In this study the total number of obtained oocytes, mature oocytes, resulted embryos, the number of FSH ampoules, endometrial thickness, fertilization rate, embryo quality, implantation rate, chemical and clinical pregnancy rate were higher in r-hLH supplementation group, although they were not significantly different in two groups. It was indicated in a study by Lisi
et al that rLH supplementation (75 IU/day) in 79 patients after down-regulation with triptorelin 0.1 mg, caused an increased pregnancy rate (12).
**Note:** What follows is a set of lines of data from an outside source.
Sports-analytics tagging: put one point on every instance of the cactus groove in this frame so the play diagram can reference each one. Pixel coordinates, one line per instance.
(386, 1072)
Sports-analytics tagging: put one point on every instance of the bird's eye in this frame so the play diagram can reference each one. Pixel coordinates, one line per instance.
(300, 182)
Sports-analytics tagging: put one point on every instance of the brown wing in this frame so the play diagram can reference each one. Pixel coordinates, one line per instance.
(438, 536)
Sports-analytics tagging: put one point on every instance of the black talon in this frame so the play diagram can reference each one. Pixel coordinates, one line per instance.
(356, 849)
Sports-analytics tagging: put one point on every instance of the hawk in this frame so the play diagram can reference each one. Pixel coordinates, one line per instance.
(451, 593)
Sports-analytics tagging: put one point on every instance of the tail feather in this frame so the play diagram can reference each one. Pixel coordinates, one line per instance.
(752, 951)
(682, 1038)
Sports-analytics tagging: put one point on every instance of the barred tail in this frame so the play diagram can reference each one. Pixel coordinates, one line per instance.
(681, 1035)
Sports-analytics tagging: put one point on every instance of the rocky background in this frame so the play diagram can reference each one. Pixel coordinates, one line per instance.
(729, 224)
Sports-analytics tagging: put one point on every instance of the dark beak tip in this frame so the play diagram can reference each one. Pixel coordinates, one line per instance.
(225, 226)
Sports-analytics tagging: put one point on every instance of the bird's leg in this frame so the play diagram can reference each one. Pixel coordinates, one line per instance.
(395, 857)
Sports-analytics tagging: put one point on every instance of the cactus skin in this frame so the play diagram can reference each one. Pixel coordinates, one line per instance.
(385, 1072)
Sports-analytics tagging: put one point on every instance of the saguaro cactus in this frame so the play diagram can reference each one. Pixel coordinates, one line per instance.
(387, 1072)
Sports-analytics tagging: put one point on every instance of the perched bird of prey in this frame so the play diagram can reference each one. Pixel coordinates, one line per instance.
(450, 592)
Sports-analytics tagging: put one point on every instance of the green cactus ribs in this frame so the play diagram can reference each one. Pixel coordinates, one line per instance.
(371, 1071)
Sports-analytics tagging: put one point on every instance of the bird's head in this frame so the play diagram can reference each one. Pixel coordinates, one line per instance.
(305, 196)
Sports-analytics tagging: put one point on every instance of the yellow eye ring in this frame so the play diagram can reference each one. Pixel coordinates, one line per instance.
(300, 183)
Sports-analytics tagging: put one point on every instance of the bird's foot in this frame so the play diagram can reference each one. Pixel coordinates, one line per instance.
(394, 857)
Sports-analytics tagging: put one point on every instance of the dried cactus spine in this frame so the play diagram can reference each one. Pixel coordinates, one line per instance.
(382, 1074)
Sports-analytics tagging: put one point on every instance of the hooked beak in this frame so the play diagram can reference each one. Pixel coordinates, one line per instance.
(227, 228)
Such differences in the implantation and clinical pregnancy rate should be interpreted with caution because it may suggest better results after rLH administration.
In present study stradiol levels on the day of hCG administration were higher in r-hLH supplementation group but it was not statistically significant. It is not clearly understood how stradiol effects follicle and oocyte development, although its role as growth factor is shown by different studies and evaluation of estradiol patterns is one of important markers of ART success (26-28). Also in a study by Marrs
et al the addition of r-hLH had no significant effect on the number of MII oocytes and implantation rate in the study population. In women over 35 years implantation rate was significantly higher in rLH group, which suggests that older patients may benefit from LH supplementation (29). It should be noted that in our study the mean age of patients was 31 years which may be the cause of insignificant results.
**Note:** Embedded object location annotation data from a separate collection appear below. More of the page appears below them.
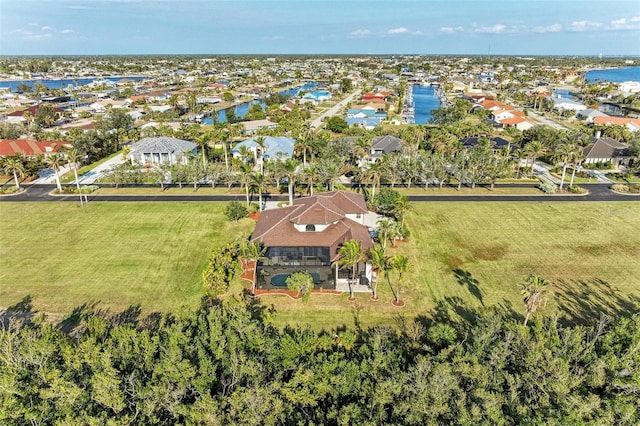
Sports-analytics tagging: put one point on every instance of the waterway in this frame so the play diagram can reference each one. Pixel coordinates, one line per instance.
(425, 100)
(62, 83)
(242, 109)
(614, 75)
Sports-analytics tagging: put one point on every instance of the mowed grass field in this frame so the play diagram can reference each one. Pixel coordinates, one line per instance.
(464, 257)
(110, 254)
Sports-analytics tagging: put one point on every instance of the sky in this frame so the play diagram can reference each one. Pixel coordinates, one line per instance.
(457, 27)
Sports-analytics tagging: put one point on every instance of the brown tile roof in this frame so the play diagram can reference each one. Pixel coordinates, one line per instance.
(605, 147)
(276, 227)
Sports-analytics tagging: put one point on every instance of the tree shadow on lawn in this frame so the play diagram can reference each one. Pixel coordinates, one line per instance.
(75, 322)
(584, 301)
(17, 316)
(465, 279)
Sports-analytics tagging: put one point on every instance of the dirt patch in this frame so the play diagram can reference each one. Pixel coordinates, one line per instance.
(452, 262)
(490, 252)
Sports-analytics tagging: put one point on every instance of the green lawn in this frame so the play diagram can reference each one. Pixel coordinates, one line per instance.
(464, 256)
(470, 255)
(113, 254)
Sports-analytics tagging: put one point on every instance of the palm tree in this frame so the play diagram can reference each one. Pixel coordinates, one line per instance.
(535, 149)
(351, 254)
(533, 288)
(260, 140)
(373, 175)
(252, 252)
(55, 161)
(14, 165)
(73, 158)
(400, 264)
(380, 263)
(260, 182)
(203, 141)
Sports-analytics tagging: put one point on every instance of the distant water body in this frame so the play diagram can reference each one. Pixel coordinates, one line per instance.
(425, 100)
(62, 83)
(614, 75)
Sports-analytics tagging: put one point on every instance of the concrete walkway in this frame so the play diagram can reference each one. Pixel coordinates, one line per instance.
(100, 170)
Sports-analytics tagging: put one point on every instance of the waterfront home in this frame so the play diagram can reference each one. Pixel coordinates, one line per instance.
(161, 150)
(307, 236)
(632, 124)
(274, 148)
(30, 148)
(603, 149)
Some recent studies have shown that FSH efficacy when co-administrated with rLH, is decreased which is reflected in increasing FSH vials needed for ovarian stimulation (6, 30, 31). Also in current study the number of needed FSH ampoules was higher in r-hLH administration group. Although in a recent meta-analysis 50 IU decease in FSH ampoules was seen when rLH was administrated (32). r-hLH supplementation was controversial for ovulation induction in ART patients (5, 33). In a study by Sills
et al it was demonstrated that in a group of patients who received r-hFSH alone implantation and pregnancy rates were higher in comparison to the other group who received r-hFSH and supplementary r-hLH, although the differences were not statistically significant (34). In contrast in present study implantation and pregnancy rate were higher in r-hLH supplementation group, although it wasn’t significant.
In a study by Tarlatzis
et al the effect of rLH in late stimulation phase was evaluated after down regulation with long protocol. They found that rLH supplementation caused a higher E
2 level on hCG administration day but it had no beneficial effect on ART outcome in young patients population (35). In summery according to our results r-hLH administration during ovulation induction doesn’t actually changes cycle performance, in normoresponder patients.
Conflict of interest
The authors declare no conflict of interest regarding the relevant research and the present article.